A Sul Minas admitiu na resposta ao e-mail que efetuou as compras em março com a IPCA – informação que já havia sido dada durante o processo de venda -mas defendeu que já naquele mês os custos internacionais teriam subido.
Não foi apresentada nenhuma prova sobre a alegação de aumento dos custos com a fabricante da Índia, com o argumento de que tais informações são um segredo comercial. O Exército não contestou a resposta e nem fez novas perguntas.
A empresa afirmou que houve um grande aumento nos preços do produto na Índia, que teria variado de US$90 em 2019 para US$ 250 em 2020, além do aumento do frete e variação do dólar. Disse ainda que procurou oferecer a melhor proposta ao Exército dentro das condições de mercado.
O grupo afirmou ainda que teve um ganho pequeno com a negociação, de cerca de 10% do valor total, e que quem é responsável pela gestão do dinheiro público é o Exército, caso haja qualquer indício de irregularidade na compra.
À reportagem , o diretor de compliance da fabricante IPCA Harish Kamath disse que não pode responder por variações de preços no Brasil e que não tinha informações específicas, mas confirmou as alegações da Sul Minas de que houve variações no mercado por causa dos custos com frete aéreo e elevação de custos em geral.
Afirmou ainda que a IPCA sofreu com dificuldades para comprar matéria-prima e que seus fornecedores chineses estão cobrando mais caro. O representante disse que não informaria os preços das transações com a Sul Minas ou qualquer cliente pois são informações protegidas por acordos de confidencialidade.
Sem licitação – Por causa da pandemia da Covid-19, o processo de compra na administração pública no Brasil passou a permitir a dispensa de licitações na “aquisição de bens, serviços e insumos de saúde destinados ao enfrentamento da emergência de saúde pública de importância internacional decorrente do coronavírus.”
Para adquirir os insumos da cloroquina, o Exército fez uma consulta de preços que avalia possibilidades como o painel de preços do governo federal, contratações similares, pesquisa em mídia especializada e pesquisa com fornecedores.
A única concorrente da Sul Minas que foi considerada no certame, procurada em 27 de abril pelo laboratório do Exército, foi a empresa MCassab, que fez uma oferta mais cara, de R$ 1,8 mil por quilo.
A empresa concorrente da Sul Minas não tinha material em estoque para vender e disse, em sua proposta, que a venda estava sujeita à importação e aos prazos da fornecedora IPCA, na Índia. Procurada, a MCassab não quis comentar.

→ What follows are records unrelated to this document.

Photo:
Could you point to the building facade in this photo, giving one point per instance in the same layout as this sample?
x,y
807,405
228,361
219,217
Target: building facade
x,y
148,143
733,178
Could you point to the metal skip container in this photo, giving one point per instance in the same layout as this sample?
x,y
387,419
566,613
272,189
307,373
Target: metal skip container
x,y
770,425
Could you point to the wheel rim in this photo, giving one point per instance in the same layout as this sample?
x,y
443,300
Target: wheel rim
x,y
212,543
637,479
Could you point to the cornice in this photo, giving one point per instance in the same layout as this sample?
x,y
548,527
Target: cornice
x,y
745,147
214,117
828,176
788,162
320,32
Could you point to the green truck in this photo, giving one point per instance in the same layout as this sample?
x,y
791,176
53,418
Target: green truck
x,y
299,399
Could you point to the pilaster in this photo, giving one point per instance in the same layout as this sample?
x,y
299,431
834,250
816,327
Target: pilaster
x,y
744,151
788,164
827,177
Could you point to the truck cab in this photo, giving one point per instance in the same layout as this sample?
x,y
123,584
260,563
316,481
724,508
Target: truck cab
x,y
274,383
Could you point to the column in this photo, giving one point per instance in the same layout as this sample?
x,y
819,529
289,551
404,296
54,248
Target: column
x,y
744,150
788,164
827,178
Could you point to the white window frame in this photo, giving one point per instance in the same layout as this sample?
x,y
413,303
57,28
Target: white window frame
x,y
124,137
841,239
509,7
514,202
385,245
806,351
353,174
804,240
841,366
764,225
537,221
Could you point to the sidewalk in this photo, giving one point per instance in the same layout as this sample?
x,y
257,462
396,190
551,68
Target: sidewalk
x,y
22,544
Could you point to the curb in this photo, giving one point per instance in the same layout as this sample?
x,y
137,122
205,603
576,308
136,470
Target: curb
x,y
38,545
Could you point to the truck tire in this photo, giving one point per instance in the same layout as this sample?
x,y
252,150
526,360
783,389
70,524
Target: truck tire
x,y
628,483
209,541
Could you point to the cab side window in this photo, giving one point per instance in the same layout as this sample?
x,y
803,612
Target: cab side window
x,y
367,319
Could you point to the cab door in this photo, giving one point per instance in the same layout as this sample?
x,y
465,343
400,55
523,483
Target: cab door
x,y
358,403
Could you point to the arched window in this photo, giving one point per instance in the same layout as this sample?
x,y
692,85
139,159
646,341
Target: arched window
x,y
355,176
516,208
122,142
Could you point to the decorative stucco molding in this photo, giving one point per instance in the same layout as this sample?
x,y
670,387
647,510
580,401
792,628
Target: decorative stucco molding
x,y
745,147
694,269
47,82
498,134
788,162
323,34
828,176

Já a pesquisa de preços no sistema do governo resultou em um registro de preço da própria Sul Minas, do ano anterior, de R$ 488, e foi descartada automaticamente pelo órgão público por considerar o valor “inexequível” diante da realidade do mercado, embora não haja, no processo, consulta aos preços praticados pelas empresas que fabricavam o material à época.

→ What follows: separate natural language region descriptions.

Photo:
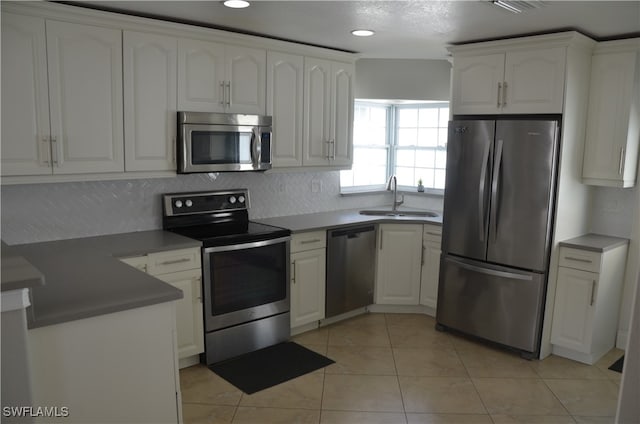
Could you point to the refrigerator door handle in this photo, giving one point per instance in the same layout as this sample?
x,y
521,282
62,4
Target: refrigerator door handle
x,y
494,190
489,271
481,190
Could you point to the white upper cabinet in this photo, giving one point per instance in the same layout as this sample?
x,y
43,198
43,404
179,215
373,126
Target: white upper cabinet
x,y
215,77
85,97
522,81
150,80
26,148
285,73
328,113
613,124
62,97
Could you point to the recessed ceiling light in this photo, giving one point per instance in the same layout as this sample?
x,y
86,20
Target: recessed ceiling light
x,y
236,4
362,32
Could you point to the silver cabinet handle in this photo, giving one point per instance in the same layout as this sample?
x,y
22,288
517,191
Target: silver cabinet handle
x,y
328,143
54,150
571,258
175,261
310,241
45,150
504,94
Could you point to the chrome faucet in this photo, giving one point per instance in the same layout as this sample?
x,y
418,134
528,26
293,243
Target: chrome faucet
x,y
393,181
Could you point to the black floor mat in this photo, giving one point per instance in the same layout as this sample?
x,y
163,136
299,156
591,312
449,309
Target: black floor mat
x,y
617,366
267,367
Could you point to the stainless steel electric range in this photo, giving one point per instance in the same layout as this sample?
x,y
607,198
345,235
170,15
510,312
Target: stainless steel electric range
x,y
245,271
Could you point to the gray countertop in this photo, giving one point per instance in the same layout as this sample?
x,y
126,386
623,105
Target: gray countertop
x,y
595,242
84,277
324,220
18,273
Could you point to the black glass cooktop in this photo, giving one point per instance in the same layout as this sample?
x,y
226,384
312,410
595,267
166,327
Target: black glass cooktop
x,y
224,234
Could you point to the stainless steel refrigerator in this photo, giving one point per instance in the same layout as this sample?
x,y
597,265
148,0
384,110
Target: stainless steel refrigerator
x,y
497,229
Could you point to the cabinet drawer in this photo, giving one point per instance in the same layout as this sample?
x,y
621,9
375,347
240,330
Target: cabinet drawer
x,y
585,260
139,262
173,261
432,233
308,241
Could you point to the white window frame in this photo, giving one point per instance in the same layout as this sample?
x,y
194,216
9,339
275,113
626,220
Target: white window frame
x,y
392,146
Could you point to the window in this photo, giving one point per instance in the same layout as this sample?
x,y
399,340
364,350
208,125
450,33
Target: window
x,y
408,140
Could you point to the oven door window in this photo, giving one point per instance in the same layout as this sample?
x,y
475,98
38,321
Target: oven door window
x,y
220,147
242,279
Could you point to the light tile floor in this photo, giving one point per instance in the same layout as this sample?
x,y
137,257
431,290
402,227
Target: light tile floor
x,y
396,368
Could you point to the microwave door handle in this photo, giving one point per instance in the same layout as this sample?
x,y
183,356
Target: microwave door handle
x,y
256,148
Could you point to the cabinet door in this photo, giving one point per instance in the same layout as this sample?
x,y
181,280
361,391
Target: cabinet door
x,y
307,286
398,264
534,81
610,100
25,105
475,84
200,76
285,74
150,80
85,94
574,309
246,73
430,269
342,114
189,322
317,112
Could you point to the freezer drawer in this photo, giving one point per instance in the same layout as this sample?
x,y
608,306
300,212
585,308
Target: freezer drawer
x,y
495,303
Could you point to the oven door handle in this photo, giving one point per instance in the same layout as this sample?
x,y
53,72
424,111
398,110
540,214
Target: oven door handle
x,y
249,245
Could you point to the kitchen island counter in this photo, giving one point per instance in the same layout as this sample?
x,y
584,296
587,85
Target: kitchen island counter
x,y
333,219
84,277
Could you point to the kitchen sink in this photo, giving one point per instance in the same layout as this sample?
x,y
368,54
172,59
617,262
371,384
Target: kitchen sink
x,y
422,214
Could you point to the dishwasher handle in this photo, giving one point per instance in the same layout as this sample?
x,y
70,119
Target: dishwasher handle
x,y
353,232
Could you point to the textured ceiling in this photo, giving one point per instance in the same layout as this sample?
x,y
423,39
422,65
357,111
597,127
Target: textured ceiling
x,y
404,29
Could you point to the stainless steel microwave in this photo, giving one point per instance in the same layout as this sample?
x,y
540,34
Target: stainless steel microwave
x,y
220,142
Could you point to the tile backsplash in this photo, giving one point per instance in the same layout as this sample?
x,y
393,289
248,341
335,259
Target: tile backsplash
x,y
42,212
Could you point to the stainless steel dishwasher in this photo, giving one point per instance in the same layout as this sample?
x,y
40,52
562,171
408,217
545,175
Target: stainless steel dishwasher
x,y
350,268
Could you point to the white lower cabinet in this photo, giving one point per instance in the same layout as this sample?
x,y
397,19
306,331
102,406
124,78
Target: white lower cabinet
x,y
431,242
181,269
587,303
399,262
308,277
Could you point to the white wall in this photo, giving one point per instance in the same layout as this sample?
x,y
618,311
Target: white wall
x,y
403,79
42,212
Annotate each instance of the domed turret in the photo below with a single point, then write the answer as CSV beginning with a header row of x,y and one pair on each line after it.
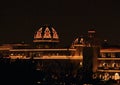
x,y
46,34
46,37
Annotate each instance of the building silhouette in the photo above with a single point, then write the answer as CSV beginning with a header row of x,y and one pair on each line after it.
x,y
85,59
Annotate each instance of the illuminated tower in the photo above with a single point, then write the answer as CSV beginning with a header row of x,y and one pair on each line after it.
x,y
46,37
92,40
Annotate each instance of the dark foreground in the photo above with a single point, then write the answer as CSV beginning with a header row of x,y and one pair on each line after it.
x,y
44,72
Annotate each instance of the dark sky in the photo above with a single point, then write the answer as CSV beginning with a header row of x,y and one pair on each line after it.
x,y
71,18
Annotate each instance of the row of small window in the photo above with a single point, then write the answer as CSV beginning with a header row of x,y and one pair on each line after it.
x,y
108,65
110,55
107,76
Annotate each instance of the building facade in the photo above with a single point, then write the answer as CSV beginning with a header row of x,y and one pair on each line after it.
x,y
102,62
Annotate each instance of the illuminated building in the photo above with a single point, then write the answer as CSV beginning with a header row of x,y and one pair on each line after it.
x,y
85,52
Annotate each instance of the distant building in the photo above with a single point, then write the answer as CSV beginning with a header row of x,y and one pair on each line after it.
x,y
104,62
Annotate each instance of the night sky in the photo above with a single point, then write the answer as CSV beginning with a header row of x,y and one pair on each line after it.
x,y
71,18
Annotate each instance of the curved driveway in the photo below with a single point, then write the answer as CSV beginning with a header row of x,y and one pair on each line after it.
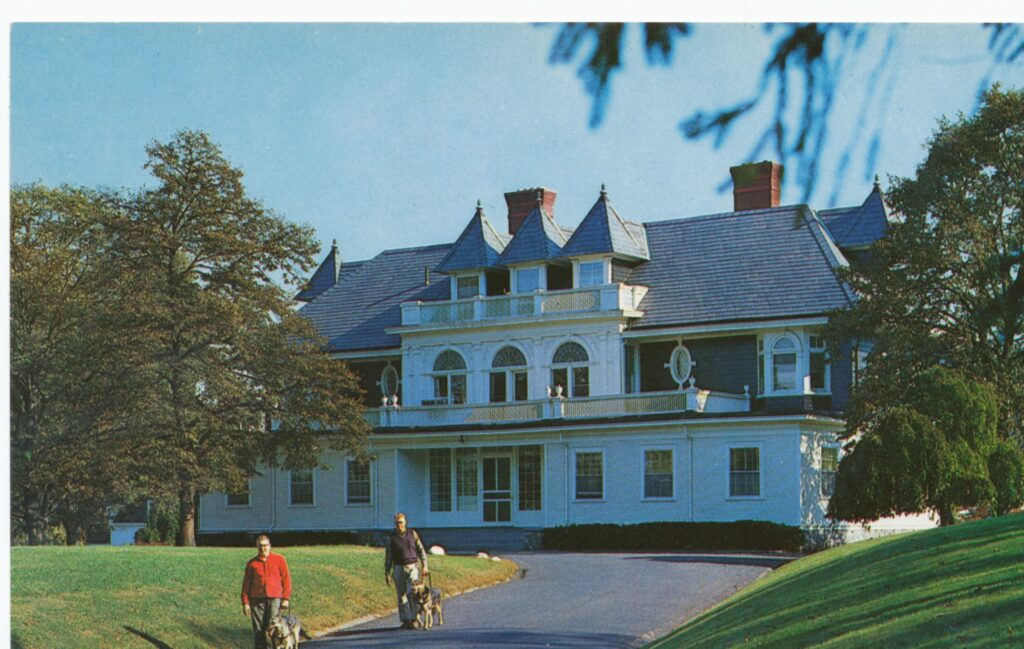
x,y
583,601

O processo das compras incluiu ainda uma imagem de tela (printscreen) de um site chamado Made-in-China, que se descreve como fornecedor de “informações mais completas, precisas e atualizadas sobre produtos chineses e fornecedores chineses disponíveis de qualquer lugar em web”, com preço do insumo a US$ 300, valor mais alto que o negociado com a Sul Minas.
Um especialista que trabalha contratos do setor público e pediu para não ser identificado disse que, diante da alta de preços e da suspeita de superfaturamento, o Exército deveria ter cobrado que a empresa abrisse os custos de importação. “Se há qualquer indício de que a empresa está superfaturando, deveriam pedir acesso à nota fiscal de compra do contratado para comparar com o valor que foi vendido”, disse.